Very powerfull man, awful deadlift (every thing other than the weight lol).


----------



## dmcc (Nov 25, 2007)

I saw that on Facebook... monster!


----------



## Guest (Mar 6, 2009)

dutch_scott said:


> ha @ con
> 
> its funny seeing that, 420kg a few years back was worlds best deadlift, hmmm


 A few years ago that was the worlds best deadlift minus the straps and the hitching yes you are correct. Its a different lift altogether if you use straps and can not be compared to a normal deadlift.


----------



## Eat_Train_Sleep (Jan 13, 2009)

Hope he does well this year


----------



## MaKaVeLi (Aug 12, 2008)

Quality lift! I've met Terry before, nice bloke:thumbup1:


----------



## 2fat2old (Feb 7, 2009)

****in awesome lift for a strongman,but at 6ft 7in that was unbelieveable.


----------



## Guest (Mar 7, 2009)

dutch_scott said:


> con why do u say its a diff lift with straps...
> 
> karl gillinham said he does double overhand grip... ok minus wraps


 Mechanics change drastically with straps it is far easier to "squat" the weight up for one thing.

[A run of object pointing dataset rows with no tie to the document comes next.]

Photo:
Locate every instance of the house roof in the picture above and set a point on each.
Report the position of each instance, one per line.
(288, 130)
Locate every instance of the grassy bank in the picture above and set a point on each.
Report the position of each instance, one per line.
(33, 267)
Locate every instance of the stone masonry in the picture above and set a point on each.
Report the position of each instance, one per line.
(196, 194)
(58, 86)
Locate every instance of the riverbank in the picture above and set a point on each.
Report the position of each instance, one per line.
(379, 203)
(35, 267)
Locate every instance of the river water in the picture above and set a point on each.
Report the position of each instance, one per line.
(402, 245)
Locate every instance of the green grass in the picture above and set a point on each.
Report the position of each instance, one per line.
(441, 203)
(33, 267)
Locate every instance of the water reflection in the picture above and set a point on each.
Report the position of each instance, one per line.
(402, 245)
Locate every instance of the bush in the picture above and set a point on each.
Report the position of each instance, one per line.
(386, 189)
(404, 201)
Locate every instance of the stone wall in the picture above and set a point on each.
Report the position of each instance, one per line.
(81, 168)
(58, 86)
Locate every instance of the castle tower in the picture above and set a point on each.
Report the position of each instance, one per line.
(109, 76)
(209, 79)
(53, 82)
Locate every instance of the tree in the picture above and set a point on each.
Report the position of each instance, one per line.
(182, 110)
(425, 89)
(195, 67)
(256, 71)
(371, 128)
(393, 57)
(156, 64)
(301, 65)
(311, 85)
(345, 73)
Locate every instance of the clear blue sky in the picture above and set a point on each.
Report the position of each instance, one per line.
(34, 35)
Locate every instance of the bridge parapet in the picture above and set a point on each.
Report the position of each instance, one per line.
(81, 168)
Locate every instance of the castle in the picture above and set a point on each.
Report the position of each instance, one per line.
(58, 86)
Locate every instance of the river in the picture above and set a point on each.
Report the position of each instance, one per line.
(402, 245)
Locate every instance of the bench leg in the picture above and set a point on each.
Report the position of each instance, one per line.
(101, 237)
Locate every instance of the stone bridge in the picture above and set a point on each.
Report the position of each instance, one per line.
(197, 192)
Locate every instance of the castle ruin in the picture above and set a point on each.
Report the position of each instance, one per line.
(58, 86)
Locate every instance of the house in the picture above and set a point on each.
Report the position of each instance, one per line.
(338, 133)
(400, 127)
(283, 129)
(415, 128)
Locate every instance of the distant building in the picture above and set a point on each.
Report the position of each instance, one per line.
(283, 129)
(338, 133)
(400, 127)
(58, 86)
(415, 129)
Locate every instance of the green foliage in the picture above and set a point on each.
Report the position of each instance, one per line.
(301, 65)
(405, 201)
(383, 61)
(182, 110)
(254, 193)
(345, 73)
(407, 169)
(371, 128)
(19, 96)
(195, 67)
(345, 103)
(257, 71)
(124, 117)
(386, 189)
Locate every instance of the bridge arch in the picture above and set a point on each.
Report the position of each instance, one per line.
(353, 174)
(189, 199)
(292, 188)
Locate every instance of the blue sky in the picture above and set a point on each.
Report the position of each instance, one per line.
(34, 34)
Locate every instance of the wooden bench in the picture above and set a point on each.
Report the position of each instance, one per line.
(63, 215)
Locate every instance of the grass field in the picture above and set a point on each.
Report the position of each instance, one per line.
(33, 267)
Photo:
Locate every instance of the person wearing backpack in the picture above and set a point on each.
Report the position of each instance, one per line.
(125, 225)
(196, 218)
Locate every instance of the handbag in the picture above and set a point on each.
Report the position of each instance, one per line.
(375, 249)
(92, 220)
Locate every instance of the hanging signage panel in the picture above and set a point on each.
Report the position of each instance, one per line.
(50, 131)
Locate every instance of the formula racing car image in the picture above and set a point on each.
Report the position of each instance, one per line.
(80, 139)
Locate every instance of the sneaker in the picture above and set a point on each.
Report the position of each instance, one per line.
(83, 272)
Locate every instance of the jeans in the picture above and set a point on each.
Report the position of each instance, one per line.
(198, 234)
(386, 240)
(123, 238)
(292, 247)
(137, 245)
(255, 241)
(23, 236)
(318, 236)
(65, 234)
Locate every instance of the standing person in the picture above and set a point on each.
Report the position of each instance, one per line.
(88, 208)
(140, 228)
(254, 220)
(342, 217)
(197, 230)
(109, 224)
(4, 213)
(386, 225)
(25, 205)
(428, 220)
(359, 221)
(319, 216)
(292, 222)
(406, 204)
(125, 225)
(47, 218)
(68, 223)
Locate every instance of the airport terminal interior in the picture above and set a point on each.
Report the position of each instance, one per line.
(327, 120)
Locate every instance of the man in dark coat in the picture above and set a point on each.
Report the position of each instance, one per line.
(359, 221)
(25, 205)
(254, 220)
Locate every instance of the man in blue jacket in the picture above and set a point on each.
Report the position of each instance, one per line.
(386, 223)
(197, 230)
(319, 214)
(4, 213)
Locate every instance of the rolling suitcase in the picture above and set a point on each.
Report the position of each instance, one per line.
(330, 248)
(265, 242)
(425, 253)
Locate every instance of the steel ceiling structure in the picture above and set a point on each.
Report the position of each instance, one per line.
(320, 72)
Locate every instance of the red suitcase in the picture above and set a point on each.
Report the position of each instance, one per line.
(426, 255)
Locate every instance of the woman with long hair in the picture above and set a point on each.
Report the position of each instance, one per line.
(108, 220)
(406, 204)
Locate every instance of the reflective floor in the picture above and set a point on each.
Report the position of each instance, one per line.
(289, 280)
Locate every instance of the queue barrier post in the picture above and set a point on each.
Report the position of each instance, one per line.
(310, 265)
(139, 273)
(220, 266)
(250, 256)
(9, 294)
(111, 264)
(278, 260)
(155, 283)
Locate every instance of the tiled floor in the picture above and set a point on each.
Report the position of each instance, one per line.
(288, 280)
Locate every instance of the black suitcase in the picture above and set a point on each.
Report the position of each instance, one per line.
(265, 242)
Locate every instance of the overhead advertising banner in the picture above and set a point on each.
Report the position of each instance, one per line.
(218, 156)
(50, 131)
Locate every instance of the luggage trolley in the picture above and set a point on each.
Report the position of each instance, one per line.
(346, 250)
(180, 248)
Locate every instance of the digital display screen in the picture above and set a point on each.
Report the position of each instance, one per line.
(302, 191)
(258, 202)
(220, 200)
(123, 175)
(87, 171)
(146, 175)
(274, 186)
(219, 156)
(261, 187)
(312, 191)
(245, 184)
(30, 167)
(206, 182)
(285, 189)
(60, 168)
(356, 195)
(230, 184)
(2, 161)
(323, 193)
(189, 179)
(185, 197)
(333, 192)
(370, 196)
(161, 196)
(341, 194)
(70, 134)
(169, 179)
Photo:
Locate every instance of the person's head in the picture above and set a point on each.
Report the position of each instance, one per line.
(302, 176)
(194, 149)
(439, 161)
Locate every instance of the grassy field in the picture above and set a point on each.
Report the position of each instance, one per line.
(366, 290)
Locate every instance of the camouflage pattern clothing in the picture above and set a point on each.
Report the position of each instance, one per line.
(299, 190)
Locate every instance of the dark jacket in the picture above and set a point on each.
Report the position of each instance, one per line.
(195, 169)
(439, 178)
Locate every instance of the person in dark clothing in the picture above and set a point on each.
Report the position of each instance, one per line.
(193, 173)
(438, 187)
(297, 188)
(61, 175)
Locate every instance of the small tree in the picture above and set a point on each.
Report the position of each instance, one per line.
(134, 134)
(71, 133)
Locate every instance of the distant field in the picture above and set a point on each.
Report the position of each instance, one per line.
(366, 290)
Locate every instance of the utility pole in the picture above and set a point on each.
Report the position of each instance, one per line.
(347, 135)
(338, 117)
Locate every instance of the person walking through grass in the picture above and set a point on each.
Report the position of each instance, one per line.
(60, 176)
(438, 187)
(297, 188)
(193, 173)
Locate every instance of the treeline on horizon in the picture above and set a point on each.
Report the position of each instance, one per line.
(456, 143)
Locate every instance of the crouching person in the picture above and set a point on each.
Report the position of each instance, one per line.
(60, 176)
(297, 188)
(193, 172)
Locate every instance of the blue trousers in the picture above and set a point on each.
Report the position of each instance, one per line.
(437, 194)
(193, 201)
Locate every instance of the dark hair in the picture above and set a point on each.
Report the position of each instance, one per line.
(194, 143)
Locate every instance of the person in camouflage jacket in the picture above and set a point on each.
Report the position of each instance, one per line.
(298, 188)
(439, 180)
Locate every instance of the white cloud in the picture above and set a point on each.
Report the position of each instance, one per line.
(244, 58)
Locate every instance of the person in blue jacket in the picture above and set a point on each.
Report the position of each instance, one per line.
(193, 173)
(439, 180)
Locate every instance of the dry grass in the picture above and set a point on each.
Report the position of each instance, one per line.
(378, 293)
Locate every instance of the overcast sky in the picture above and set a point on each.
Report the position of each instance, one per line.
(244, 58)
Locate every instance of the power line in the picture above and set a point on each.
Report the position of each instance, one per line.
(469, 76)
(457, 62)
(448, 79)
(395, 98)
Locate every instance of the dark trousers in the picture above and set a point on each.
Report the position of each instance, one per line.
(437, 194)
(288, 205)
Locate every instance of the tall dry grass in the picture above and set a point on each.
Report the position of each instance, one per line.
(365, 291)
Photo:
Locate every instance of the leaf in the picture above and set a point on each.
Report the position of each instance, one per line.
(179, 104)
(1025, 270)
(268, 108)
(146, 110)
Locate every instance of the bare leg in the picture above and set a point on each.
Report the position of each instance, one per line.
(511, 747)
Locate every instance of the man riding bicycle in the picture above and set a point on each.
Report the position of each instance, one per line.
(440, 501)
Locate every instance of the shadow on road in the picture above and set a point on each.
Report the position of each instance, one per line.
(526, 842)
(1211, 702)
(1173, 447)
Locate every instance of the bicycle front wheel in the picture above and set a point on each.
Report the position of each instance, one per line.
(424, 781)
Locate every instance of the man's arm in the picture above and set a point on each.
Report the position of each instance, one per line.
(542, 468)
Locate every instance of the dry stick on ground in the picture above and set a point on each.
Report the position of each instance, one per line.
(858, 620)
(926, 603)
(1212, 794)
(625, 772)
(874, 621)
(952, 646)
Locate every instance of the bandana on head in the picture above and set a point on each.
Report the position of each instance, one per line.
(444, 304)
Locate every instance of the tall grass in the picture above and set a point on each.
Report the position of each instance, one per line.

The majority of strenght athletes have no problem with pulling a weight up its holding onto it thats hard.


----------



## paulo (Feb 17, 2007)

that looked easy!


----------



## laurie g (Nov 28, 2008)

beast


----------



## CONDOR (Apr 9, 2003)

Big EL TEL that's a serious dead lift but the trick is longevity, do that too often and you'll be in a nursing home before your time


----------